Virtually unheard of outside of the Irish at the start of the season, Arundell’s superb performances with the London club and the England Under-20 side had already caught Jones’ attention even before his moment of glory at the Stade Félix Mayol.
Arundell could be capped by Scotland, Wales or Cyprus unless England’s Eddie Jones acts quickly
Sportsmail understands Jones has made personal contact with Arundell – who, like Robinson, can play both full-back and wing – and is convinced he wants to wear the red rose at senior level. That could happen as early as July’s three-Test series with Australia.
“If there’s one thing every team needs, it’s people who can run the length of the pitch and create something out of nothing,” said Robinson, famous for his electric toe kick.
“He (Arundell) certainly did it over the weekend. The main thing for him – without bursting a single bubble – is to do it consistently.
“There is a difference between club rugby and European rugby and then international rugby, but the trial was just exceptional.
The light-footed Arundell left a trail of Toulon defenders in his wake en route to landing
“It’s made my day and I’m not an Irish fan. He’s set the bar very high now and he has a lot to do, but he deserves all the praise he gets.
Arundell, who is from the South West and played club rugby in Bradford-on-Avon, has just finished his education at the prestigious Harrow School.
England lock Maro Itoje is also an old boy from Harrow and you wouldn’t bet against the pair who will soon be international teammates.
Arundell came through the age rating systems with Ireland and England and quickly gained a reputation for his superb individual tries.
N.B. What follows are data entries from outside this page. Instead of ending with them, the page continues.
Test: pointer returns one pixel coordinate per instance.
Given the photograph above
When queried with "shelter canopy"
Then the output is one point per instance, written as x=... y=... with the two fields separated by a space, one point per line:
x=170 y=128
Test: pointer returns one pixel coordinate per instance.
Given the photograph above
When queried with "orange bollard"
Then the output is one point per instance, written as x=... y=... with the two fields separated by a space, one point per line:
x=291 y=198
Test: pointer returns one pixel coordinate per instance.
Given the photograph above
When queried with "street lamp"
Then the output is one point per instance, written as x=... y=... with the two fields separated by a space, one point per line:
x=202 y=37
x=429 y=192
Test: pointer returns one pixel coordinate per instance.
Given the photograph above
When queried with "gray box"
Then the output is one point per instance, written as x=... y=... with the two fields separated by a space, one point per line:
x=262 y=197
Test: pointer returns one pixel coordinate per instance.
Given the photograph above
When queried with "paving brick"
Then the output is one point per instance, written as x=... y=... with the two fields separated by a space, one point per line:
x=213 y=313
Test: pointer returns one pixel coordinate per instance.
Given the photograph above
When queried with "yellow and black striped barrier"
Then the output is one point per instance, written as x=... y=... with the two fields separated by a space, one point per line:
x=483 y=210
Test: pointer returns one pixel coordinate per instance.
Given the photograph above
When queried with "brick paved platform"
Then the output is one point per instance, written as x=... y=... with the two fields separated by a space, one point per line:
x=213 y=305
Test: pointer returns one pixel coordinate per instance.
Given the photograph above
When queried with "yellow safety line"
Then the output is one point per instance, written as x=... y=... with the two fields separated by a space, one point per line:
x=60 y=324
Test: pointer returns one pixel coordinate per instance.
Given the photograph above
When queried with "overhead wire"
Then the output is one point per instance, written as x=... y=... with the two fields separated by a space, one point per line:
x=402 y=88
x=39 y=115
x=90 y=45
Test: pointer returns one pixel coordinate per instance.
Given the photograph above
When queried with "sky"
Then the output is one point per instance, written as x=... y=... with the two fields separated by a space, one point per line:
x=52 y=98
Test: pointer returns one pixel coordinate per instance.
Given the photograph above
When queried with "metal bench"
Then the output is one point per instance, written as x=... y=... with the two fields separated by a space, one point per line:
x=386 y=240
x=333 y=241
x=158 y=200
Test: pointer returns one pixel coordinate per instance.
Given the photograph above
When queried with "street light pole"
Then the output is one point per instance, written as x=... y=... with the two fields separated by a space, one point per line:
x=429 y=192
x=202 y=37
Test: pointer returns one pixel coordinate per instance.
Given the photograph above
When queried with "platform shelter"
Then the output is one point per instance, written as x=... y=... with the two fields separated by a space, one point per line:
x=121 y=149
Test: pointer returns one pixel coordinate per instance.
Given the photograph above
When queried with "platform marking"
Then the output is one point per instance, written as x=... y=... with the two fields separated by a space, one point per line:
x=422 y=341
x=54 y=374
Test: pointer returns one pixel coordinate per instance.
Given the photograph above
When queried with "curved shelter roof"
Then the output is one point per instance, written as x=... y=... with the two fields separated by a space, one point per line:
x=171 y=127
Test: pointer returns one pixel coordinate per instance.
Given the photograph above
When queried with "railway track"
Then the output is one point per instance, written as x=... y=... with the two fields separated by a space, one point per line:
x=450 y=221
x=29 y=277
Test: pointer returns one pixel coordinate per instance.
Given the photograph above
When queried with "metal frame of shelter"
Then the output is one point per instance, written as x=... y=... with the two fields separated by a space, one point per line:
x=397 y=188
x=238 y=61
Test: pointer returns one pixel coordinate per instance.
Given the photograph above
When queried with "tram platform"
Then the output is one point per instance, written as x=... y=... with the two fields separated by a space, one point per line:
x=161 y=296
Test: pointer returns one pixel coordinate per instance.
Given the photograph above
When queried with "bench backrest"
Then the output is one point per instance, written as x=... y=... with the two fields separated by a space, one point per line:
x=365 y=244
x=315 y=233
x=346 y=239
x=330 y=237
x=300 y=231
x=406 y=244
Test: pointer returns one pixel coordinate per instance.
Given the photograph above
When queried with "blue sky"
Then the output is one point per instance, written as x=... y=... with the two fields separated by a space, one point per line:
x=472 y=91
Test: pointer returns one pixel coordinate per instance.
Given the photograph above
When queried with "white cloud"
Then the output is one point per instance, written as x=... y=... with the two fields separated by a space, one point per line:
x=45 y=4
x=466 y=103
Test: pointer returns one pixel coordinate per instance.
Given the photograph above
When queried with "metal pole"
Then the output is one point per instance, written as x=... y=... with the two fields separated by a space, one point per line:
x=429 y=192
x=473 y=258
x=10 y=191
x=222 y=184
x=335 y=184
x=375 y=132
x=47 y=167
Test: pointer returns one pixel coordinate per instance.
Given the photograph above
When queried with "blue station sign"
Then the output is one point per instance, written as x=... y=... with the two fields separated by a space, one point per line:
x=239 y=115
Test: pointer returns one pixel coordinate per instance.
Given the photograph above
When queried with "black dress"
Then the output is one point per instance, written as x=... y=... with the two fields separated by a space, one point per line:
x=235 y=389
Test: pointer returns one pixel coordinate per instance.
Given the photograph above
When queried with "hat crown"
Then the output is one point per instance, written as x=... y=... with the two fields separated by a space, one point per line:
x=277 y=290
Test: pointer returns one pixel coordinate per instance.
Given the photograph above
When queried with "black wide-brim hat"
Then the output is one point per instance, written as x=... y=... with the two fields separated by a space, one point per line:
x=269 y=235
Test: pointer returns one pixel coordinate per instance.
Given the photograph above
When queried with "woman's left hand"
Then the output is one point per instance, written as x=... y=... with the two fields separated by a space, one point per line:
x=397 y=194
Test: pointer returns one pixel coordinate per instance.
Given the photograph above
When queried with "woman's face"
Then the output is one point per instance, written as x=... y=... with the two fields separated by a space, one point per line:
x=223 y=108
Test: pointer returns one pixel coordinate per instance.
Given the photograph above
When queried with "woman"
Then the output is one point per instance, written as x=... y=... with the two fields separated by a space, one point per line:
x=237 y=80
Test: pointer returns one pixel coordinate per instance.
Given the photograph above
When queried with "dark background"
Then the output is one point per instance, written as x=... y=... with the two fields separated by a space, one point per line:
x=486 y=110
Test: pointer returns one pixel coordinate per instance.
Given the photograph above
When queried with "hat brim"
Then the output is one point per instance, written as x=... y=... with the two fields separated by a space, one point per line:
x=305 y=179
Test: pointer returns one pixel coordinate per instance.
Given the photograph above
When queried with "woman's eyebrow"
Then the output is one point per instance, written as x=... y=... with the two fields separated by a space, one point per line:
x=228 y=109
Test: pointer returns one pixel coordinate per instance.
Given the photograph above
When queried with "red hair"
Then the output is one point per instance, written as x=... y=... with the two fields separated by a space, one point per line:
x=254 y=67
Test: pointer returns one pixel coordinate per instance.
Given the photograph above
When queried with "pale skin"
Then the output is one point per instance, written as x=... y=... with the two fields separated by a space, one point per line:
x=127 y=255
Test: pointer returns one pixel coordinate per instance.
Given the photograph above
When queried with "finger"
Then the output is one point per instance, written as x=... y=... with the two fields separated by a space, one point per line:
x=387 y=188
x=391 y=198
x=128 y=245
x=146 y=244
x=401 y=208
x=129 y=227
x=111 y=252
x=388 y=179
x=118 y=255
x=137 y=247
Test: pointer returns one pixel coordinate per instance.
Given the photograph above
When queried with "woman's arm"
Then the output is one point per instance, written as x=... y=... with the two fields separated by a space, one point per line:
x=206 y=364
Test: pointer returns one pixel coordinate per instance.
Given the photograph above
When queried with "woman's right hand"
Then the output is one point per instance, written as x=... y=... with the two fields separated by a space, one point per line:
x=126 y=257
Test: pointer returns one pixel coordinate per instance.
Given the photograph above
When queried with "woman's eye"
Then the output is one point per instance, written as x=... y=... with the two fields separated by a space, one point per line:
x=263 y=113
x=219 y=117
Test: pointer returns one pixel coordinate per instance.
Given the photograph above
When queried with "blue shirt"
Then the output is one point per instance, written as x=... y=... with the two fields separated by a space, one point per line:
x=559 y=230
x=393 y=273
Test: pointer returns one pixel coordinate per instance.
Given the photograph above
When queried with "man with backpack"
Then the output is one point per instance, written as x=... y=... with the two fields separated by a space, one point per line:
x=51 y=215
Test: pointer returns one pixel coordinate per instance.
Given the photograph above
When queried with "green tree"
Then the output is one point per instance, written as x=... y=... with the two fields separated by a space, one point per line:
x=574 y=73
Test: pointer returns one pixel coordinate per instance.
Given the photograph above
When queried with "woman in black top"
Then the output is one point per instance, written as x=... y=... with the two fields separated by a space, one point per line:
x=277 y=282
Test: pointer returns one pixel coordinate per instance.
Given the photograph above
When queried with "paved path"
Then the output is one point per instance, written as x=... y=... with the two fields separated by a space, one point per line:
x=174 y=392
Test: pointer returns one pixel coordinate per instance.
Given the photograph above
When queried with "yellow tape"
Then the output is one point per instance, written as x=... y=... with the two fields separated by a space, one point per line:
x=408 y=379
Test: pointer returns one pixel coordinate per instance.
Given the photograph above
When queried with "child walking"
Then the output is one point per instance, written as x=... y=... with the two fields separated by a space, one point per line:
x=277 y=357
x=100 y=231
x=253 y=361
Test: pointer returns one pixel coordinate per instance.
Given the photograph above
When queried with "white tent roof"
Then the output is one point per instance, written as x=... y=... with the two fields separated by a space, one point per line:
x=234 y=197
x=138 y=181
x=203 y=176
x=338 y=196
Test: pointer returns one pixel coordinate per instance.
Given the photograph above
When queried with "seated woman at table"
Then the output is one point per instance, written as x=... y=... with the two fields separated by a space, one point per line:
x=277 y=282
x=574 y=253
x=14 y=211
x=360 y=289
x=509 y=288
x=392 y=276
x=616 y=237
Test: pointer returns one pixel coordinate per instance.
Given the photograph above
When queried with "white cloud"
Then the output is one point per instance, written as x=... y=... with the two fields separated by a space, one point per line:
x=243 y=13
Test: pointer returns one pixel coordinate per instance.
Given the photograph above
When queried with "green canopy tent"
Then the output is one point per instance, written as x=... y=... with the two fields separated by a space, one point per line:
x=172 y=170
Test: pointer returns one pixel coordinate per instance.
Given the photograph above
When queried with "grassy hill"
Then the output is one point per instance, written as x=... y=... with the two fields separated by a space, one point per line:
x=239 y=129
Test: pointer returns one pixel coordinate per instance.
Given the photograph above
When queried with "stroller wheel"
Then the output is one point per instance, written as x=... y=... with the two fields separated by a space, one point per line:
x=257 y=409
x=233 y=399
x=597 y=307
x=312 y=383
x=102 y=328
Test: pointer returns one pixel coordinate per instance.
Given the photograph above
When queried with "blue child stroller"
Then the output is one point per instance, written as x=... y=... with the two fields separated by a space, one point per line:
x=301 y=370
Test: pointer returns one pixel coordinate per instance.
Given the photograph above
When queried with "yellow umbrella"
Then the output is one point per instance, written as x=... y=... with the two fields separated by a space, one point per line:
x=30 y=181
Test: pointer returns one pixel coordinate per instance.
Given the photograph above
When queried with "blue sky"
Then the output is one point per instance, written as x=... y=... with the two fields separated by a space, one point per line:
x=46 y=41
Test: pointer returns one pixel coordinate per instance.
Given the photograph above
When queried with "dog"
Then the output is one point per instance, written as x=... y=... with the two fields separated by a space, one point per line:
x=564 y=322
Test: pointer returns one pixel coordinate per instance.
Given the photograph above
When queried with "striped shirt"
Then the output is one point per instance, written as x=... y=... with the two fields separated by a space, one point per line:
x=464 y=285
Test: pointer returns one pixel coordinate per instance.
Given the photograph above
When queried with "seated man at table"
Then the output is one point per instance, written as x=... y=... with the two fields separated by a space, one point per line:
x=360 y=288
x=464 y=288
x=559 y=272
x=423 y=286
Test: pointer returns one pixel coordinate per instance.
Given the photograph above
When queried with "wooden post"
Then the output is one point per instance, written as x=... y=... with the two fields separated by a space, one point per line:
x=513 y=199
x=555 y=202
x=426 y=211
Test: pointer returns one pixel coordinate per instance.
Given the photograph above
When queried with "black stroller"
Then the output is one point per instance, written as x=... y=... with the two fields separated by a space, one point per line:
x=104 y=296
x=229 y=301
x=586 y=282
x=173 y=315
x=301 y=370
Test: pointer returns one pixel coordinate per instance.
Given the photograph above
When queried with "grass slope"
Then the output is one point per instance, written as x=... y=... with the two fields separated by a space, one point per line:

His Toulon effort was not his first 100m score of the season. He produced a similar try against Scotland in the Six Nations Under-20s and was no stranger to making the leap for the Irish in both the Gallagher Premiership and the club’s run to the final of the Premiership Rugby Cup.
That said, you almost had to see his trial on the French Riviera to believe it. It’s no surprise that the video quickly went viral on social media.
With his team trailing 19-13 in the 74th minute, Arundell took possession of the ball just a yard from his own line and began to show an outrageous turn of foot to leave tackle attempts in his wake.
Prospect Arundell was little known outside Ireland before his breakthrough campaign began
Arundell – who was handled carefully by the Irishman and made just two Premiership starts – then lifted the last two French defenders to finish in the corner.
Robinson, who scored 28 tries for England and two for the Lions during a stellar career, believes Arundell’s try showed he had the rugby smarts to keep up with his undoubted pace.
“It was a world-class finish – it’s as simple as that,” he said. “There were a lot of different parts to the trial that made it even better.
“First of all, he was stepping back when he took the ball because the Irish were chasing to cover a kick.”
“As someone who loved taking on players, I know the best ball to attack is the ball on the front foot. There was the initial break, then the arc, and he maintained his pace throughout.
Robinson was suitably impressed with Arundell’s magnificent try and the newcomer’s maturity
“There were players covering from all angles – his spatial awareness was fantastic.
“You thought he was going to get caught a few times and then he put in some key footwork at the right time which helped him go all the way.
“The check he did from around 25 yards was world class. He had probably walked about 100 meters by then, so having the nerve to do it was very impressive.
“The main thing when you attack is to be decisive, to make decisions quickly and then follow through with that decision. You can see every moment he makes a decision and then goes for it.
“For me, it showed a maturity in his attack. It was one of the best tries I’ve seen in a long, long time. Most players would have gotten caught – there’s no doubt about that.